EM Everywhere: 2nd Annual NorCal Emergency Medicine Student Symposium Hosted by EMIG

Tuesday, January 6, 2015

It has been only 35 years since emergency medicine was officially recognized as a specialty, and yet in that time it has spread to almost every aspect of medicine and society.

Emergency medicine is the first line facing Ebola, the safety net for the uninsured and the topic of countless television dramas. This is why the Emergency Medicine Interest Group (EMIG) had chosen the theme “EM Everywhere” for its second annual UCSF NorCal Emergency Medicine Symposium on Saturday, Jan. 17.

This daylong conference will attempt to show the diversity of emergency medicine—from stopping a polio epidemic in South Sudan, to establishing the first emergency medicine residency in Tanzania, to providing medical care to local underserved communities in Oakland and everything in between.

The conference starts at 9 a.m. with food and coffee followed by the first speaker, Dr. Justin Lemieux. Lemieux is an EMS fellow at Stanford that has worked in pre-hospital as well as with San Mateo SWAT.

Following the keynote, Dr. Steven Bin will discuss his work in pediatric emergency medicine at UCSF. Attendees will hear as well from Dr. Andrew Herring, an emergency physician at Highland Hospital who co-founded an Oakland-based grassroots organization dedicated to improving the health and wellbeing of underserved urban immigrant communities in the Bay Area.

There will also be two panels during the conference.
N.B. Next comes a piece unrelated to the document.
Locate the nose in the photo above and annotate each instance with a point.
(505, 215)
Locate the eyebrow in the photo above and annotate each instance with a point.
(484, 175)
The first one is an interdisciplinary EM career information panel that includes EM physicians from various clinical settings (Mitch Erickson, N.P., and Zlatan Coralic, Pharm.D.)  After that there will be a panel from Northern California’s emergency medicine residency directors including UCSF/SFGH, UC Davis, Stanford, UCSF Fresno, Highland, and Kaweah Delta Health. After the panels, lunch will be provided, and participants will have the opportunity to talk to the speakers and residency directors.

Next there will be small-group, hands-on skills workshops where emergency medicine residents from Northern California will lead sessions on placing central lines, performing I&Ds, managing airways, toxicology and more.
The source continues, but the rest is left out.